1993 yılından beri Beşiktaş Kulübü’nde görev yapan futbol A takımı malzeme sorumlusu Erdal Erdem son dönemlerde sosyal sorumluluk projeleri ile bir hayli gündeme geliyor. Erdal Erdem, her Pazartesi 12:00-14:00 arası dinleyenleriyle Radyo Gol’de Baba Yapı sponsorluğunda buluşan “Alper Üstündağ ile Kazan Kaynıyor” programına katılarak sorulan soruları içtenlikle yanıtladı…
“SOSYAL SORUMLULUK PROJESİ DENİNCE AKLA GELMEK GÜZEL”
Dönemin teknik direktörü Slaven Bilic hocamız ile girdiğim “42km’lik Avrasya Maratonu’nu koşarsın koşamazsın” iddiası sonrası, Uluslararası koşan bir maratoncu haline geldim ve sosyal sorumluluk projelerinin aranan ismi oldum. Sosyal farkındalık için ülkemin dışında dünyanın bir çok yerinde koştum koşmaya da devam ediyorum. İnsanlara dokunmak, onları değerli hissettirmek içime baharlar getiriyor.Bu anlamda onlar güldükçe koşma motivasyonum daha da artıyor. Zaten beni görenlerin koşmamı istemesi beni projelere daha fazla tutunduruyor…
“HAYAL DEĞİL,ERDAL ERDEM
BİR GÜN SPOR BAKANI OLACAK”
Bundan 7 sene önce yine size verdiğim gazete röportajımda ilk kez Spor Bakanı olma istediğimden bahsetmiştim. Bugün yine net şekilde söylemeliyim ki; sporun içinden gelen biri olarak,ülkemde bir gün Spor Bakanı olma hayalimi gerçekleştireceğime inanıyorum…
“SPOR BAKANI OLDUĞUMDA…”
Kanayan yara haline gelen ve aynı yerde sayıklayan alt yapılarımızı ayağa kaldırmamız gerekiyor. Futbolumuza Ajax modelini uygulamak bu kadar zor değil.Kitap rafta durur ama tozlanmayı istemez.
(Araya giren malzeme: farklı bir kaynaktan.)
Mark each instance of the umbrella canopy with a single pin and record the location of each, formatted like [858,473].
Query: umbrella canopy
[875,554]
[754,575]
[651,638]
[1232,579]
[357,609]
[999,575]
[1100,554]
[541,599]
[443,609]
Yani, açılıp okunsa tekrarlansa sporun önündeki engeller kalkacak. Spor da başarıları yeniden yakalamanın formülü okullara spor ruhunu kazandırmadan geçiyor,okullararası turnuvaları yine arttırmalı,sokak sporları için alanlar oluşturulmalı. Spor’a el değmesi şart;yapılacak çok iş var güç lazım, yetki lazım,fikirlere açık olmak lazım!
“A LİSANS TEKNİK DİREKTÖRLÜK DİPLOMASINA SAHİBİM”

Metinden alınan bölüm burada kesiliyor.